With roughly 80 percent of the electorate unhappy with the general election rematch between President Biden and former President Trump, it’s not surprising that many voters are looking away.
A Pew Research poll in April found 28 percent of respondents said they aren’t following the election too closely and 13 percent said they aren’t following it closely at all. The survey showed that while more voters were following the election very or fairly closely than the share that was in April 2020, 62 percent of respondents said they are already “worn out” by it. In the same poll from four years ago, that level of fatigue with political news, 61 percent, didn’t register until October 2020. The new polling showed those following closely expressed less burnout than those who aren’t, and Republicans were less likely to say they were worn out than Democrats by a margin of 58–66 percent.
In a series of focus groups Pew conducted a year ago, voters expressed frustration with both parties, and researchers found “they have a sense that politics is everywhere—and often in a bad way. They find themselves overwhelmed by how much information they confront in their day-to-day life.”
The Biden campaign has now concluded that these voters must be targeted with vigorous messaging. Biden’s team had hoped that polls would shift when voters “remembered” Trump and recoiled in horror, but that never happened. Trump leads consistently.
“Our task at this point is engaging them when they don’t want to engage with us,” an unnamed Biden campaign pollster told NBC News. “Not waiting for them to tune in, but instead sort of being there with a persistent message.”
The campaign aims to shore up weakness in the Biden coalition with events that highlight gun violence and the threat to reproductive rights as it has found young and minority voters tuning out “in ways that we haven’t seen before,” the pollster said.
The challenge is twofold. It’s not just that disaffected voters are frustrated with the economy and inflation and choosing between a 77-year-old former president and an 81-year-old current president, but that the movement away from the consumption of mainstream media has escalated since 2020. Younger Americans are increasingly getting their news from TikTok, and Trump is already dominating there.

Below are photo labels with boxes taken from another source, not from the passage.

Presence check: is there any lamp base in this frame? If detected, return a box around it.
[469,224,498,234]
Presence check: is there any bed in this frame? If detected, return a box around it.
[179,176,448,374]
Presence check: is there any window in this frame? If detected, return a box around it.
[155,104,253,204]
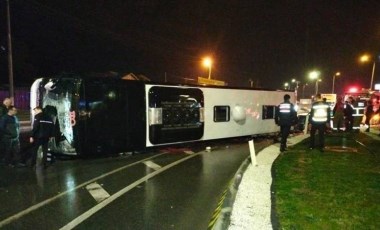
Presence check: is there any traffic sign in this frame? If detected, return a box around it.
[198,77,226,86]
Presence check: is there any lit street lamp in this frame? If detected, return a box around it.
[309,71,321,95]
[360,54,376,90]
[284,82,289,89]
[331,72,340,93]
[203,57,212,79]
[292,78,300,101]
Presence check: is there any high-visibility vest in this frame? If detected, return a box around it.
[279,103,291,113]
[311,103,329,122]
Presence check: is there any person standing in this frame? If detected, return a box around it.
[29,106,54,168]
[333,99,344,132]
[0,105,20,167]
[309,94,331,152]
[344,97,354,132]
[0,97,12,117]
[275,94,297,152]
[361,100,374,132]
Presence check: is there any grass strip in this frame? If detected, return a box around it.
[272,133,380,229]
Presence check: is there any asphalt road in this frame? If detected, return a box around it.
[0,137,270,229]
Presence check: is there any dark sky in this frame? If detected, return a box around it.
[0,0,380,96]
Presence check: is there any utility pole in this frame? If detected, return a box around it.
[7,0,14,104]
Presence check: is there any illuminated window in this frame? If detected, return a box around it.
[214,105,230,122]
[262,105,276,120]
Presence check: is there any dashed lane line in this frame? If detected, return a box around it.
[60,152,202,230]
[0,152,167,228]
[86,182,110,203]
[143,161,162,170]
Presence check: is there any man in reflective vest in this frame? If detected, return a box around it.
[275,94,297,152]
[309,94,331,152]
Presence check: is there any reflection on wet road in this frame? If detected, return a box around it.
[0,137,270,229]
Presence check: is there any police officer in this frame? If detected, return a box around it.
[29,106,54,168]
[275,94,297,152]
[344,97,354,132]
[309,94,331,152]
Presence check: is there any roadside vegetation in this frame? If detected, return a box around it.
[272,133,380,229]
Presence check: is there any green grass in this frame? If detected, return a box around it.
[273,133,380,229]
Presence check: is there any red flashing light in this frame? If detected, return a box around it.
[348,87,359,93]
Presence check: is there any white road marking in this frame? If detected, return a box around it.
[60,152,202,230]
[0,153,165,228]
[86,182,110,203]
[143,161,162,170]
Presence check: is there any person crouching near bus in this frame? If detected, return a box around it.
[29,106,54,168]
[0,105,20,168]
[309,94,331,152]
[275,94,297,152]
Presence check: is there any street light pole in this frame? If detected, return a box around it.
[7,0,14,104]
[309,71,320,95]
[208,64,212,79]
[203,57,212,79]
[369,61,376,90]
[331,72,340,93]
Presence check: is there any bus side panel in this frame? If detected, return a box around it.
[202,88,284,140]
[82,79,145,154]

A new survey by Blueprint, a Democratic-aligned polling operation, offered an opening for the Biden campaign. It showed young people are not aware of most or many of the most offensive statements Trump made as a 2016 candidate and as president but that a majority of respondents were offended once they learned them. Instructively, they took offense with statements Trump made regarding race, women, and immigrants but not his lies about the election being stolen.
It’s hard to reach these voters, and it’s hard to interest these voters, but it is critical since many will make a last-minute decision and vote. Many of the most checked-out voters are supporting Trump. An NBC News poll conducted in mid-April found Trump had a 26-point advantage with the 15 percent of respondents who said they didn’t follow election news closely. Among the 54 percent who said they consume their news from television and newspapers, Biden was ahead by 11 points.
Since many of these disaffected voters are unreachable, it’s critical that formerly engaged Biden voters tune back in. Those who oppose Trump but check out are not energized; they are not sounding the alarm, sharing information, and articulating the stakes.
A recent poll from the Survey Center on American Life reported only 27 percent of registered voters say the 2024 election is the most important of their lifetime. That number is alarmingly low—but it can be raised by increased voter engagement.
Check in on your friends and family. We only have a few more months.
You are also, like most Bulwark readers, above average in the looks department.